Kann man oder darf man bei Zugfederklemmen mehrdrähtigen (flexiblen) Draht ohne Aderendhülse einklemmen?


----------



## lorenz2512 (6 November 2005)

Hallo,
kommt auf die Klemme an, manche sind dafür geeignet, manche nicht.


----------



## Markus (6 November 2005)

meines wissens nach darf man nicht einmal eine hülse verwenden.
(zumindest kenn ich das so von den wago-klemmen)

bei flexiblen mehradrigen leitern wird der kontakt im laufe der zeit immer besser. vibrationen die für schraubklemen tödlich sind fördern das "plattdrücken" des leiters, und somit den kontakt bzw. die größere kontaktfläche...

eine hülse verhält sich wie eine starre ader, sie lässt sich nicht plattdrücken.


----------



## MRT (6 November 2005)

Hallo!

Danke für eure Antworten, also darf man flexible Drähte auch ohne Hülse einklemmen! Gibts dazu auch was in der ÖVE oder VDE?


----------



## knabi (6 November 2005)

Hallo Andi, in der VdE/ÖVE wirst Du dazu nichts finden. Du mußt Dich da ganz strikt an den Hersteller halten. Was der sagt, gilt  :lol: !
Wago und SIEMENS klemmen ohne Aderendhülse...


----------



## Oberchefe (6 November 2005)

Man darf die Wagoklemmen sehr wohl auch mit Aderendhülsen verwenden, man muß aber evtl. die Klemme eine Nummer größer nehmen.
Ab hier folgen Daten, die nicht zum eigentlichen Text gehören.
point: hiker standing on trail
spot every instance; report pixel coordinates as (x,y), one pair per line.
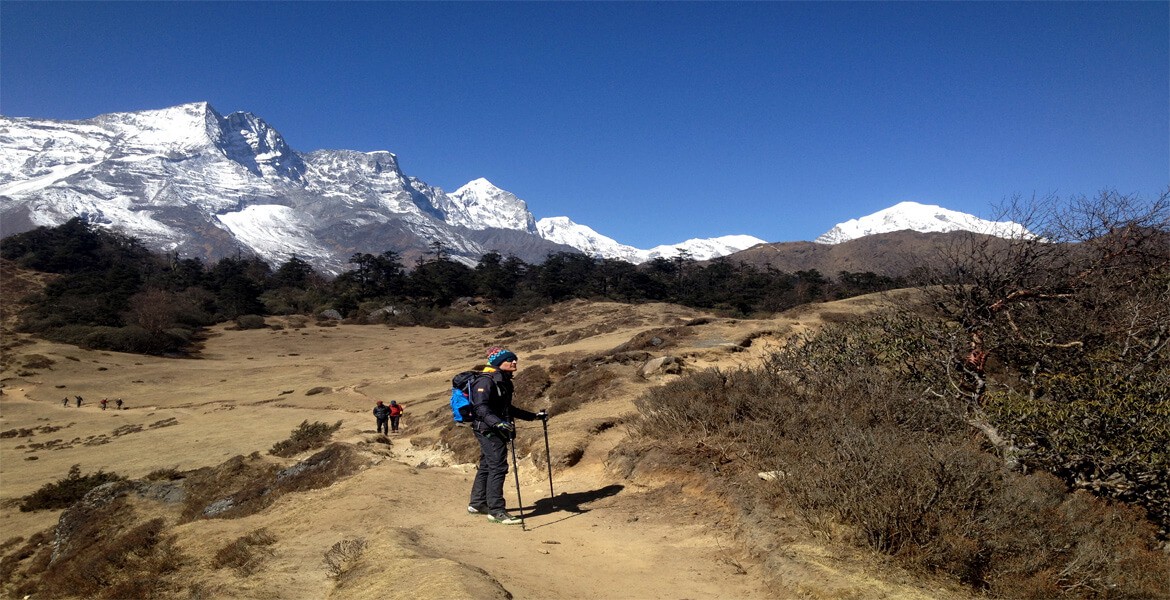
(493,414)
(396,413)
(382,414)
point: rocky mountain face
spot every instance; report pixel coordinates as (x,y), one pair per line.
(191,180)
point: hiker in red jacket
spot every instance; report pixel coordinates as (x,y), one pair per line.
(380,414)
(396,413)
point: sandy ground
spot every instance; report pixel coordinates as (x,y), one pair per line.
(601,536)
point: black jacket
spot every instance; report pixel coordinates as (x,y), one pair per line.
(491,393)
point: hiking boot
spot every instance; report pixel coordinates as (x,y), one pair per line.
(503,517)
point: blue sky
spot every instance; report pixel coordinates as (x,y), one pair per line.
(651,122)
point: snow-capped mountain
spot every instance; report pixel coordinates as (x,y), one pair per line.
(562,229)
(191,180)
(480,205)
(919,218)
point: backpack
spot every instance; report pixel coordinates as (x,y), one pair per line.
(461,397)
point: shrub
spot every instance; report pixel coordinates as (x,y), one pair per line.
(246,553)
(343,554)
(305,436)
(67,490)
(250,322)
(848,428)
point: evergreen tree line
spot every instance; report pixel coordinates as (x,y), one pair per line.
(110,291)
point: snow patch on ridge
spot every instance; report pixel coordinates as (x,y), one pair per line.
(275,232)
(919,218)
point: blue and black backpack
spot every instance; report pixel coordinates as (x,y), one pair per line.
(461,397)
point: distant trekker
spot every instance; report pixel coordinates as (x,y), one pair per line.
(382,414)
(396,413)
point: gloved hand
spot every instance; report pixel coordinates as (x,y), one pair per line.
(507,430)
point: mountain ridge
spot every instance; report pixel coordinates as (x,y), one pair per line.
(192,180)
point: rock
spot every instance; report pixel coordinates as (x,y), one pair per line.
(661,365)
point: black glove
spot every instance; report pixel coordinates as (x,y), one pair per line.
(507,430)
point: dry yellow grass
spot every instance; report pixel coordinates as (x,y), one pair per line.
(605,537)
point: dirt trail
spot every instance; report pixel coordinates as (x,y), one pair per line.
(600,537)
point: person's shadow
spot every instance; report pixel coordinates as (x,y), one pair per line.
(571,502)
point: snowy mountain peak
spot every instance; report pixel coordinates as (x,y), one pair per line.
(919,218)
(562,229)
(481,205)
(193,180)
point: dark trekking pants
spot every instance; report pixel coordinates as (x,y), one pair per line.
(488,489)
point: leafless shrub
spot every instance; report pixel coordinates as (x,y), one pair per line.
(305,436)
(246,553)
(844,416)
(114,558)
(579,386)
(38,361)
(343,554)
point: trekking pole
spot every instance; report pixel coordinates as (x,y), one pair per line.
(548,455)
(516,476)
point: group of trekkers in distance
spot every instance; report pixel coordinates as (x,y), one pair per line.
(104,402)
Hier noch etwas zu den Vorschriften:

http://www.wago.com/wago_root/pdf/k020500d_g.pdf


----------



## Zottel (7 November 2005)

Oberchefe schrieb:
			
		

> Man darf die Wagoklemmen sehr wohl auch mit Aderendhülsen verwenden, man muß aber evtl. die Klemme eine Nummer größer nehmen.
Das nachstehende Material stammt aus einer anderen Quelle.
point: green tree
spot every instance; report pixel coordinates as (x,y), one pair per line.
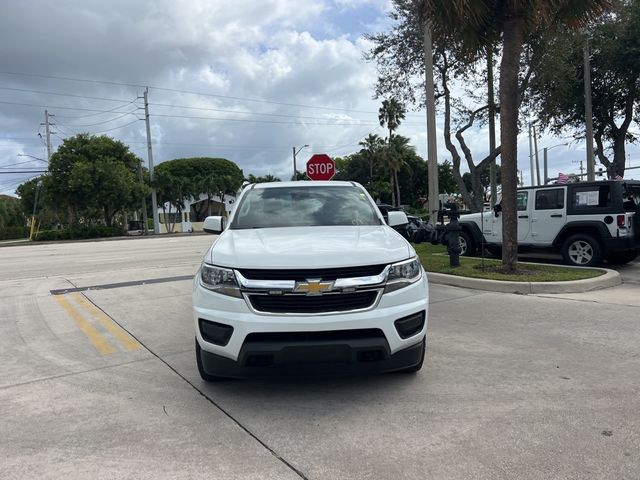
(399,56)
(372,147)
(187,179)
(89,174)
(271,178)
(558,88)
(11,214)
(391,114)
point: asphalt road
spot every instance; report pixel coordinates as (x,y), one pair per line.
(103,383)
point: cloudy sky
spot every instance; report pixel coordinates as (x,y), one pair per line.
(245,80)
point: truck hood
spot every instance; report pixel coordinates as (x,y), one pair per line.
(308,247)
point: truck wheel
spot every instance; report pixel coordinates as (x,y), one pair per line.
(204,375)
(582,250)
(467,246)
(620,258)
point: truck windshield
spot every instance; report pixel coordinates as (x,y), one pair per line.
(304,206)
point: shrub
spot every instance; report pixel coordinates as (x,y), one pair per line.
(76,233)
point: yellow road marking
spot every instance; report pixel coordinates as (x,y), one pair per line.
(126,340)
(101,344)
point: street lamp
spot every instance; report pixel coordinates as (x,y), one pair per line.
(546,173)
(296,152)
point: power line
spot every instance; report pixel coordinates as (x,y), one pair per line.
(57,107)
(63,94)
(190,92)
(102,123)
(224,119)
(101,112)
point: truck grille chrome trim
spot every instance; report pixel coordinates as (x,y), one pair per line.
(290,285)
(296,304)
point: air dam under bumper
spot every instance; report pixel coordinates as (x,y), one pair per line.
(261,356)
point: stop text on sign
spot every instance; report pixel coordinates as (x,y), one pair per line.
(320,167)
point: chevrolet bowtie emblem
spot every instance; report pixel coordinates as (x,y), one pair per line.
(313,287)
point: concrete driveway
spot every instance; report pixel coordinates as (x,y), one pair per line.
(102,383)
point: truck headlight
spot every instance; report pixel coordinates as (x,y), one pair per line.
(220,280)
(402,274)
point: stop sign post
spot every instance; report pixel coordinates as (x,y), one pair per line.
(321,167)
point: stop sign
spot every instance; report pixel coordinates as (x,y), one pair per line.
(321,167)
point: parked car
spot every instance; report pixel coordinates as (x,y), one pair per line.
(586,222)
(308,277)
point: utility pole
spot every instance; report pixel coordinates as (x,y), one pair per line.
(47,133)
(295,169)
(588,111)
(535,149)
(295,153)
(432,147)
(492,127)
(546,166)
(154,201)
(533,173)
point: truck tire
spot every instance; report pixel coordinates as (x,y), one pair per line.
(467,245)
(582,250)
(620,258)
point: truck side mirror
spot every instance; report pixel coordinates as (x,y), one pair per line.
(213,224)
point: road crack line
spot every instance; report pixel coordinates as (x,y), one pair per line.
(210,400)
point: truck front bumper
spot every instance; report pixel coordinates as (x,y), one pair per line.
(257,344)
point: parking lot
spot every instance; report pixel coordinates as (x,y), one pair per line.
(98,380)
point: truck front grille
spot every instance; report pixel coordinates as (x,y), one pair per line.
(304,274)
(308,304)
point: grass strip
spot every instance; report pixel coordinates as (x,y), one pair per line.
(434,258)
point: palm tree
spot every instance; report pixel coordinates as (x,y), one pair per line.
(391,114)
(371,149)
(474,23)
(396,160)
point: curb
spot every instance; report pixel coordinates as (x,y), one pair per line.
(21,242)
(611,278)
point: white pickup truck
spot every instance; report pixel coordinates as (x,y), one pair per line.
(308,278)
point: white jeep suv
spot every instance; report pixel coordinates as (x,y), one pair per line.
(587,222)
(308,278)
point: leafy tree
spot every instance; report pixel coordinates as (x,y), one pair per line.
(272,178)
(475,26)
(485,182)
(558,86)
(89,174)
(183,179)
(399,56)
(11,214)
(391,114)
(372,147)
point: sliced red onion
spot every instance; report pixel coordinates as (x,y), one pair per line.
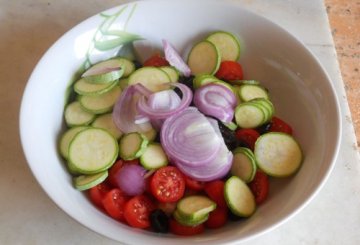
(216,100)
(163,104)
(131,179)
(173,57)
(188,137)
(215,169)
(164,100)
(125,114)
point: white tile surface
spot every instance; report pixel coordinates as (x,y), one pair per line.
(28,216)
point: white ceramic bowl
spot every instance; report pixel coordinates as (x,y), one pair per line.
(301,90)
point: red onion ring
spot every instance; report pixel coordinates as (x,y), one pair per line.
(125,114)
(215,169)
(145,107)
(216,100)
(188,137)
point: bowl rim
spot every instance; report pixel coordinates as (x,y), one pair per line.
(277,223)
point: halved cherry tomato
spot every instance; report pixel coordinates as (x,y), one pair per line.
(114,203)
(194,184)
(215,190)
(137,211)
(217,218)
(230,71)
(156,60)
(98,192)
(167,184)
(278,125)
(260,187)
(247,136)
(183,230)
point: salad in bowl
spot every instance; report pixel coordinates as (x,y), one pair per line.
(162,135)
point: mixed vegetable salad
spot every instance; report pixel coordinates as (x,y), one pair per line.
(175,146)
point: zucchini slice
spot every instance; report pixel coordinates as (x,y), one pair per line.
(83,87)
(189,222)
(123,83)
(244,164)
(194,208)
(249,92)
(227,43)
(249,115)
(105,121)
(172,73)
(102,103)
(66,138)
(154,157)
(85,182)
(132,145)
(239,197)
(153,78)
(92,150)
(75,115)
(126,67)
(278,154)
(204,58)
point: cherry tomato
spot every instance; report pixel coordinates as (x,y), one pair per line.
(98,192)
(217,218)
(247,136)
(215,190)
(230,71)
(194,184)
(260,187)
(114,172)
(167,184)
(114,203)
(137,211)
(156,60)
(183,230)
(278,125)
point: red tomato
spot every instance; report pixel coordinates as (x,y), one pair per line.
(260,187)
(215,190)
(137,211)
(114,172)
(278,125)
(98,192)
(194,184)
(217,218)
(230,71)
(156,60)
(183,230)
(114,203)
(247,136)
(167,184)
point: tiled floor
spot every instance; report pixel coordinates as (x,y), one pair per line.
(344,16)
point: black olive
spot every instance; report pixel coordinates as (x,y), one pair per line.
(229,136)
(159,221)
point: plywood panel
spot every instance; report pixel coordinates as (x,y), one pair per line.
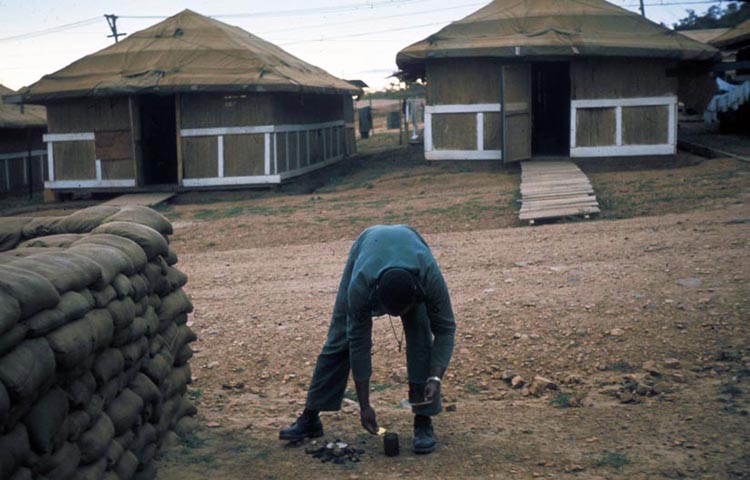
(492,131)
(244,155)
(595,127)
(75,160)
(89,115)
(118,169)
(209,110)
(462,81)
(645,125)
(200,157)
(114,145)
(593,78)
(517,134)
(454,131)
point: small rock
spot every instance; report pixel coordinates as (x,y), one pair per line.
(691,282)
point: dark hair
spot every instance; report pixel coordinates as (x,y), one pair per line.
(396,291)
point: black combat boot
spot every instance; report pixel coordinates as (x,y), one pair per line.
(424,435)
(308,425)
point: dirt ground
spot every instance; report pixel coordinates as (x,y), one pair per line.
(639,318)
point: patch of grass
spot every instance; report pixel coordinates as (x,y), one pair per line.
(730,389)
(621,366)
(614,460)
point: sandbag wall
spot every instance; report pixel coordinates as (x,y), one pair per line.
(94,345)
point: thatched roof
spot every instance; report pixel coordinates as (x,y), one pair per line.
(515,29)
(185,53)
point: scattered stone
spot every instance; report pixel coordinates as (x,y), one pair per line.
(517,382)
(691,282)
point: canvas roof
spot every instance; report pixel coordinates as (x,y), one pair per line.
(516,29)
(734,37)
(186,52)
(11,116)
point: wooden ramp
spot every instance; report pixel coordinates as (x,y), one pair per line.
(553,189)
(146,199)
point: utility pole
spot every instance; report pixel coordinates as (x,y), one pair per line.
(112,21)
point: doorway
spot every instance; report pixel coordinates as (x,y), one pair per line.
(158,139)
(550,97)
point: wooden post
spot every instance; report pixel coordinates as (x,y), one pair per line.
(178,135)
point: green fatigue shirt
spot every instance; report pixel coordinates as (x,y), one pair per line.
(377,249)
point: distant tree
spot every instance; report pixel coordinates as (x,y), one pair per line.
(715,17)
Richtig blöd wirds, wenn sich eine Aderendhülse löst und in der Klemme steckenbleibt.


----------



## M_o_t (7 November 2005)

Zugfederklemmen sind besser wenn sie ohne Aderendhülsen verwendet werden, aber wie bereits geschrieben ist durchaus auch mit Aderendhülsen möglich.

@Zottel
das mit den steckengebliebenen Aderendhülsen habe ich auch bei Schraubklemmen schon erlebt 

Gruß
M_o_t


----------



## knabi (7 November 2005)

Ja, besonders dann, wenn ein ganz besonders schlauer Monteur dran war, der mit dem Seitenschneider gecrimpt hat, weil er gerade die Preßzange nicht zur Hand hatte  :evil:


----------



## MRT (7 November 2005)

Hallo!

Hier das Mail das ich heute von Weidmüller erhalten habe:

Sehr geerhter Hr. Steinberger !

Es gibt für die Reihnklemme keine Vorschrift die besagt das Sie aderendhülsen verwenden müssen.

Aderendhülsen werden hauptsächlich als Verspleißschutz verwendet.
Die Sorge das der Leiter ohne Aderendhülse abgeknickt wird ist unbegründet da in der Praxis
beim Einsatz der Z-Reihe keine Aderendhülsen verwendet werden.

Weitere Informationen finden Sie in anhängiger Produktinformation.


----------